You could model $\epsilon^{(i)}$ has having a more general mean but it is unnecessary because he assumes a bias term $\theta_0$ and $x_0=1$, that is, $$ y^{(i)} = \theta_0\cdot 1 + \theta_1 x_1^{(i)} + \ldots + \theta_n x_n^{(i)} + \epsilon^{(i)} $$ and the regression problem is generally understood as estimating $\theta$ so as to arrive at the average value of $y$ for a given value of $x$. Remember, for a fixed value of $x$ there can be multiple values of $y$ (noisy $y$) and to have a function between $x$ and $y$ you need to pick one (representative) value of $y$. Traditionally this choice has been the mean of $y$.

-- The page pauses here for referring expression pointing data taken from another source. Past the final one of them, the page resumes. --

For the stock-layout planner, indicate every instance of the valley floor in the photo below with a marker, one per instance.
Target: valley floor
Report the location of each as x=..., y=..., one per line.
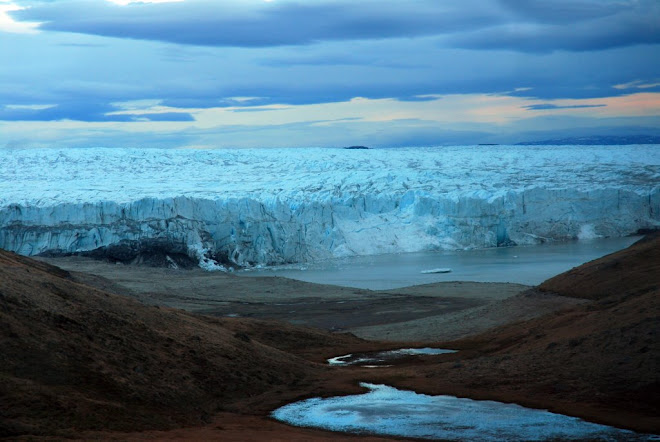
x=590, y=356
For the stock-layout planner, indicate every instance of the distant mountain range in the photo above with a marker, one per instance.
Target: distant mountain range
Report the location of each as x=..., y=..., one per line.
x=598, y=140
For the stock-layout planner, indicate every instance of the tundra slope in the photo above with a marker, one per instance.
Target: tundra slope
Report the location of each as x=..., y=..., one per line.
x=273, y=206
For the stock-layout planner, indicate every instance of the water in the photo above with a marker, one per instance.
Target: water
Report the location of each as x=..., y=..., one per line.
x=378, y=358
x=388, y=411
x=529, y=265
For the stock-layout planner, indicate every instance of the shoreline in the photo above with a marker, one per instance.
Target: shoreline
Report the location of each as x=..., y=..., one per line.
x=496, y=360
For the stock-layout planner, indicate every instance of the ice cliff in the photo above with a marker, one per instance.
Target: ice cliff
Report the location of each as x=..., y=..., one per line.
x=270, y=206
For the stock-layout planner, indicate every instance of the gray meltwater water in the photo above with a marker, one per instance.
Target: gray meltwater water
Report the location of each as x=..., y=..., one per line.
x=529, y=265
x=387, y=411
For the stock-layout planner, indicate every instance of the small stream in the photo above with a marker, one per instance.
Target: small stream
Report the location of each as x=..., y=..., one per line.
x=377, y=359
x=388, y=411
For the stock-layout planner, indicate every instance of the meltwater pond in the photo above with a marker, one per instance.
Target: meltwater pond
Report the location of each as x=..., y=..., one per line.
x=529, y=265
x=388, y=411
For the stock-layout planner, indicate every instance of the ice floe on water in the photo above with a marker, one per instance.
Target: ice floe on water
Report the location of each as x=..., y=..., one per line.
x=377, y=358
x=387, y=411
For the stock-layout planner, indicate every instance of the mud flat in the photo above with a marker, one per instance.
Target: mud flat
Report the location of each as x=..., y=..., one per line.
x=92, y=350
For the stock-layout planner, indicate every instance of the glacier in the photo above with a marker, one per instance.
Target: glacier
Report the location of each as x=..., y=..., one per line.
x=251, y=207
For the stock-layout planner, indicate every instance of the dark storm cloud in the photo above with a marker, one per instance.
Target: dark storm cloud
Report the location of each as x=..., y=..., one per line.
x=528, y=26
x=216, y=23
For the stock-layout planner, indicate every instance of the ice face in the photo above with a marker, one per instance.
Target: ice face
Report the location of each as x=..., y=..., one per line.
x=274, y=206
x=388, y=411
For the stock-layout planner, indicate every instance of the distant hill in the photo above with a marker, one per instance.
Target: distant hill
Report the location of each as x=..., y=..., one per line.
x=597, y=140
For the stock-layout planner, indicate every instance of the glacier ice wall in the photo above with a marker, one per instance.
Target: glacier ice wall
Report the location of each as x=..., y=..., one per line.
x=264, y=206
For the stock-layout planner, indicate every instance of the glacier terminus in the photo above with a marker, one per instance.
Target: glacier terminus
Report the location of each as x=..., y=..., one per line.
x=250, y=207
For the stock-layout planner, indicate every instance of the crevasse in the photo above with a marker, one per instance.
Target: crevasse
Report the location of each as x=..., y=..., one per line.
x=266, y=207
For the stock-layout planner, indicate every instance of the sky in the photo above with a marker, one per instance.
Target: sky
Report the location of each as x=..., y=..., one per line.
x=285, y=73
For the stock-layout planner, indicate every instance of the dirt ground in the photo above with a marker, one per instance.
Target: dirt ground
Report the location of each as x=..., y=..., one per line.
x=83, y=361
x=429, y=312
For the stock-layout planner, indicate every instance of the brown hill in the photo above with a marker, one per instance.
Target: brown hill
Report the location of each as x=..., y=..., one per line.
x=72, y=356
x=629, y=271
x=599, y=360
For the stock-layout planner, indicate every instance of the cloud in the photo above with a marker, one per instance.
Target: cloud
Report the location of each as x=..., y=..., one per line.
x=527, y=26
x=83, y=111
x=549, y=106
x=224, y=23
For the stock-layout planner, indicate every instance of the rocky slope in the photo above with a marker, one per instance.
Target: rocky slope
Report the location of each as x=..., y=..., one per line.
x=76, y=357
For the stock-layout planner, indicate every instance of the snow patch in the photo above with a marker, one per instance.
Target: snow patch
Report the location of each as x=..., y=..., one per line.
x=387, y=411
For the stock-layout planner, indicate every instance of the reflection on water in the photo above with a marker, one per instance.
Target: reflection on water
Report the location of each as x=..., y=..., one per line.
x=388, y=411
x=529, y=265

This presentation of linear regression assumes a linear relationship between $x$ and $y$ where the variation observed in $y$ arises from the noise term $\epsilon$. Since the $\epsilon^{(i)}$ terms are assumed to be iid they all have the same mean (they are independent and have the same distribution which means they have the same mean). If the mean of the $\epsilon^{(i)}=\mu$ then you could transfer the mean from the noise terms to the bias term $\theta_0$ and end up with the same answers for the $y^{(i)}$ values. So for simplicity (or convention) most people assume that the noise term has a mean of zero.

Statements about $y$ are generally made conditional on $x$. So, for example, the mean of $y^{(i)}$ conditional on $x^{(i)}$ is $$ \mathbb{E}\left [y^{(i)}\mid x^{(i)}; \theta\right ]= \mathbb{E}\left [\theta^{T} x^{(i)} + \epsilon^{(i)} \mid x^{(i)}; \theta\right ] = \theta^{T} x^{(i)} + \mathbb{E}[\epsilon^{(i)} \mid x^{(i)}; \theta] = \theta^{T}x^{(i)} $$ since $\theta^{T} x^{(i)}$ is constant given $x^{(i)}$ and $\epsilon^{(i)}$ has a mean of zero. Similarly, $y^{(i)}$ does not necessarily have a normal distribution in this type of linear regression model, but the assumptions above imply that the conditional distribution of $y^{(i)}$ given $x^{(i)}$ is normally distributed with mean $\theta^{T}x^{(i)}$ and standard deviation $\sigma$.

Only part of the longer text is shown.